31. The learned Arbitral Tribunal relied on Sharma & Associates Contractors v. Progressive Constructions Ltd. (2017) 5 SCC 743, to reiterate that it is not open to arbitrators to travel beyond the terms of contract. The learned Arbitral Tribunal has rejected the Claimant‟s reliance on Section 70 of the Contract Act, 1872 observing that the work executed was under a binding contract entered into by qualified professionals from the Appellant entity with an opportunity to verify measurements. Accordingly, the learned Arbitral Tribunal found no merit in the claim of vagueness, misrepresentation or mistake in the contract.

32. Relying on Union of India v. Jindal Rail Infrastructure Ltd., 2022 SCC OnLine Del 1540, the learned Arbitral Tribunal emphasized that a commercial contract cannot be avoided merely because one of the parties subsequently finds it to be commercially unviable. The learned Commercial Court having considered the observations of the learned Arbitral Tribunal on the aspect of the provisions of the NIT and the Appellant‟s conduct found the view taken by the learned Arbitral Tribunal to be a plausible view.
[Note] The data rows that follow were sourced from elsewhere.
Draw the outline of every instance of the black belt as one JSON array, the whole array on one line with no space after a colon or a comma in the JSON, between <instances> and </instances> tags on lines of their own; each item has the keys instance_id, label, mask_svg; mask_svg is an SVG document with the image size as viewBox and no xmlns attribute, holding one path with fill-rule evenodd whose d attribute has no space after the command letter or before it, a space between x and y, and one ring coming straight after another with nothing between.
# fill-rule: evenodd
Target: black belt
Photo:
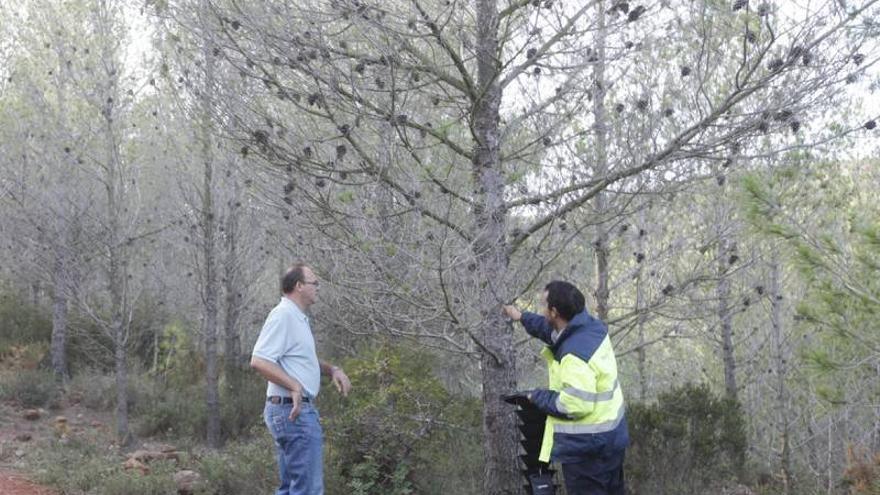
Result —
<instances>
[{"instance_id":1,"label":"black belt","mask_svg":"<svg viewBox=\"0 0 880 495\"><path fill-rule=\"evenodd\" d=\"M311 402L311 399L308 397L302 397L303 402ZM293 399L290 397L281 397L280 395L270 395L266 397L266 402L271 402L272 404L293 404Z\"/></svg>"}]
</instances>

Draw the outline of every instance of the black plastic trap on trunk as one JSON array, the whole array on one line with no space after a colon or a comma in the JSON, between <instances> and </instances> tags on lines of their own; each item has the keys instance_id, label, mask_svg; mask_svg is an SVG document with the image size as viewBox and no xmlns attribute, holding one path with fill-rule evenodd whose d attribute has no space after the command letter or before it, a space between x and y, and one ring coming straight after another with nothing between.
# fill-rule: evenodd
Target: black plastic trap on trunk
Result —
<instances>
[{"instance_id":1,"label":"black plastic trap on trunk","mask_svg":"<svg viewBox=\"0 0 880 495\"><path fill-rule=\"evenodd\" d=\"M519 455L519 460L524 466L520 472L526 478L526 484L523 485L525 493L529 495L555 495L554 471L550 469L548 463L538 460L541 454L547 415L529 401L526 392L505 395L503 399L504 402L517 407L519 443L524 452Z\"/></svg>"}]
</instances>

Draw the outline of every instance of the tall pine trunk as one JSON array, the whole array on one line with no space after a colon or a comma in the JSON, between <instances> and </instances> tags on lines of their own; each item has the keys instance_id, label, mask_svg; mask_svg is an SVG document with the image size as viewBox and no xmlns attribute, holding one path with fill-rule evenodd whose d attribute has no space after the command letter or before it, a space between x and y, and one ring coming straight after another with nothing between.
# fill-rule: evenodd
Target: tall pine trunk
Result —
<instances>
[{"instance_id":1,"label":"tall pine trunk","mask_svg":"<svg viewBox=\"0 0 880 495\"><path fill-rule=\"evenodd\" d=\"M598 32L596 36L596 54L598 60L593 69L593 130L596 132L596 167L595 177L603 177L608 173L608 118L605 113L605 2L597 2ZM608 210L607 194L601 192L593 202L596 215L601 219ZM608 229L604 222L596 223L596 239L593 242L596 259L596 315L602 321L608 321L608 299L610 284L610 252L608 249Z\"/></svg>"},{"instance_id":2,"label":"tall pine trunk","mask_svg":"<svg viewBox=\"0 0 880 495\"><path fill-rule=\"evenodd\" d=\"M500 312L498 280L508 270L504 178L501 174L498 75L498 10L495 0L477 0L477 92L473 109L476 184L474 256L480 267L480 290L486 346L481 357L483 399L483 452L486 473L483 493L518 491L517 436L514 414L501 396L516 387L516 365L511 325Z\"/></svg>"},{"instance_id":3,"label":"tall pine trunk","mask_svg":"<svg viewBox=\"0 0 880 495\"><path fill-rule=\"evenodd\" d=\"M728 399L737 400L736 357L733 344L733 311L730 304L730 279L727 274L729 259L729 241L719 240L721 256L718 258L718 323L721 327L721 358L724 362L724 392Z\"/></svg>"},{"instance_id":4,"label":"tall pine trunk","mask_svg":"<svg viewBox=\"0 0 880 495\"><path fill-rule=\"evenodd\" d=\"M52 371L55 376L66 380L67 370L67 307L69 254L67 246L57 246L52 267Z\"/></svg>"},{"instance_id":5,"label":"tall pine trunk","mask_svg":"<svg viewBox=\"0 0 880 495\"><path fill-rule=\"evenodd\" d=\"M593 67L593 130L596 132L596 167L595 177L603 177L608 173L608 119L605 114L605 2L596 4L598 32L596 35L596 55L598 60ZM596 195L593 205L598 218L603 219L608 209L607 194ZM596 261L596 315L602 321L608 321L609 293L609 249L608 229L604 222L596 223L596 239L593 242Z\"/></svg>"},{"instance_id":6,"label":"tall pine trunk","mask_svg":"<svg viewBox=\"0 0 880 495\"><path fill-rule=\"evenodd\" d=\"M66 48L59 47L59 50L66 52ZM66 55L66 54L65 54ZM72 78L71 68L65 64L58 63L58 77L55 79L55 95L56 105L58 106L58 125L62 132L68 133L70 126L68 118L68 94L67 83L68 78ZM63 168L66 170L75 170L77 163L76 158L72 155L62 160ZM67 172L70 173L70 172ZM50 345L50 355L52 359L52 371L55 376L66 380L69 377L67 369L67 323L68 323L68 306L72 295L73 281L71 280L72 269L72 245L74 226L71 225L75 219L68 219L61 215L56 220L61 227L61 235L59 239L53 242L55 259L52 266L52 342ZM34 303L38 301L39 282L34 282Z\"/></svg>"},{"instance_id":7,"label":"tall pine trunk","mask_svg":"<svg viewBox=\"0 0 880 495\"><path fill-rule=\"evenodd\" d=\"M785 337L782 328L782 273L779 263L779 253L773 248L770 264L770 327L773 332L774 368L776 369L776 410L779 421L780 436L782 438L782 451L780 453L780 471L782 472L782 484L786 495L794 493L792 487L791 465L791 431L790 416L788 412L788 388L785 383L787 369L785 359Z\"/></svg>"},{"instance_id":8,"label":"tall pine trunk","mask_svg":"<svg viewBox=\"0 0 880 495\"><path fill-rule=\"evenodd\" d=\"M114 367L116 372L116 436L120 445L131 443L128 426L128 325L126 315L127 253L122 242L122 164L118 143L111 117L112 104L108 104L105 115L108 160L106 180L107 208L109 215L107 273L110 292L110 334L113 336Z\"/></svg>"},{"instance_id":9,"label":"tall pine trunk","mask_svg":"<svg viewBox=\"0 0 880 495\"><path fill-rule=\"evenodd\" d=\"M217 252L215 246L216 214L214 207L214 154L212 114L213 104L211 97L214 91L214 54L212 35L208 32L205 18L209 15L207 5L203 5L199 15L202 17L202 26L205 34L205 42L202 46L202 56L205 60L205 83L200 94L201 100L201 145L202 163L204 165L202 175L202 263L204 264L204 278L202 280L202 300L205 311L205 402L208 408L207 442L214 448L222 443L220 431L220 389L218 385L217 366L217 311L218 291L217 283Z\"/></svg>"},{"instance_id":10,"label":"tall pine trunk","mask_svg":"<svg viewBox=\"0 0 880 495\"><path fill-rule=\"evenodd\" d=\"M720 195L719 195L720 196ZM724 199L716 205L716 240L718 242L718 259L716 260L718 283L715 286L715 297L718 301L717 317L721 337L721 359L724 364L724 391L728 399L738 400L736 385L736 356L733 343L733 308L730 298L730 266L733 264L736 247L730 240L730 233L725 230L730 219L727 215Z\"/></svg>"},{"instance_id":11,"label":"tall pine trunk","mask_svg":"<svg viewBox=\"0 0 880 495\"><path fill-rule=\"evenodd\" d=\"M238 377L242 369L241 336L239 321L241 320L241 277L239 276L238 252L238 212L231 207L226 219L226 260L224 270L224 292L226 294L226 316L223 320L225 345L224 375L230 391L238 391Z\"/></svg>"},{"instance_id":12,"label":"tall pine trunk","mask_svg":"<svg viewBox=\"0 0 880 495\"><path fill-rule=\"evenodd\" d=\"M639 400L642 402L648 400L648 351L645 349L645 314L642 313L645 307L645 235L642 234L644 232L644 225L645 211L642 210L639 212L639 230L636 233L636 260L639 264L636 271L636 311L638 312L638 322L636 325L639 339L639 349L636 352L636 358L639 371Z\"/></svg>"},{"instance_id":13,"label":"tall pine trunk","mask_svg":"<svg viewBox=\"0 0 880 495\"><path fill-rule=\"evenodd\" d=\"M106 146L103 164L104 188L107 194L107 290L110 295L110 335L113 338L114 369L116 374L116 437L121 446L132 442L128 424L128 242L124 240L123 222L127 211L125 178L120 155L120 137L116 133L116 110L119 83L118 53L114 45L114 13L112 7L101 4L95 11L95 27L102 37L102 62L107 81L102 90L101 114Z\"/></svg>"}]
</instances>

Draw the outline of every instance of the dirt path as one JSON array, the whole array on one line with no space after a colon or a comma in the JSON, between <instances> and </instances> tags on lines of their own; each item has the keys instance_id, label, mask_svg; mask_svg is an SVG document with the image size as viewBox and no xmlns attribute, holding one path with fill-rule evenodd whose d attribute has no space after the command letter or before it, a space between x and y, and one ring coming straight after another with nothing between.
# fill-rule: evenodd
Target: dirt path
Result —
<instances>
[{"instance_id":1,"label":"dirt path","mask_svg":"<svg viewBox=\"0 0 880 495\"><path fill-rule=\"evenodd\" d=\"M54 495L56 492L31 483L20 475L0 470L0 493L3 495Z\"/></svg>"},{"instance_id":2,"label":"dirt path","mask_svg":"<svg viewBox=\"0 0 880 495\"><path fill-rule=\"evenodd\" d=\"M107 413L89 411L79 404L64 403L52 411L40 409L36 419L27 419L25 409L0 402L0 495L57 495L55 489L39 485L28 476L35 469L40 449L57 442L57 425L63 416L68 434L103 445ZM102 421L99 421L102 420Z\"/></svg>"}]
</instances>

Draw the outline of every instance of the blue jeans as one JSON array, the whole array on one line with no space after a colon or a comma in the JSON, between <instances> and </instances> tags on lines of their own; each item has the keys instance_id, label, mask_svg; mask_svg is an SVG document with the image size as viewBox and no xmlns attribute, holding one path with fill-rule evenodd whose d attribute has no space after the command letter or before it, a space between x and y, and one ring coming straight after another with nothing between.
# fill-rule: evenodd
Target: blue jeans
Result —
<instances>
[{"instance_id":1,"label":"blue jeans","mask_svg":"<svg viewBox=\"0 0 880 495\"><path fill-rule=\"evenodd\" d=\"M322 431L318 410L303 402L296 421L291 421L292 407L292 404L267 402L263 409L263 419L275 440L278 454L281 485L275 495L323 495Z\"/></svg>"}]
</instances>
33. The learned Commercial Court, after referring to Section 34(2A) of the Act and the proviso thereto, and after following the settled principles laid down by the Hon‟ble Supreme Court in UHL Power Company Ltd. v. State of Himachal Pradesh (supra), highlighted that the power of the Court under Section 34 of the Act is restricted and that the arbitrator is the ultimate master of both the quantity and quality of evidence to be relied upon. Where two views are possible, the court cannot interfere in the plausible view taken by the arbitrator supported by reasoning.

34. In the present case, the contract having been awarded on a lump sum basis and the Appellant having had the opportunity to inspect the site, no concealment or fraud could be imputed to the Respondent. Accordingly, the learned Commercial Court has correctly held that the Award did not suffer from any patent illegality and declined to interfere with the same under Section 34 of the Act. There is no infirmity with the view taken in the impugned judgment.

35. In view of the above analysis, present Appeal is devoid of merit and is, accordingly, dismissed. Pending application(s), if any, stands disposed of. No orders as to cost.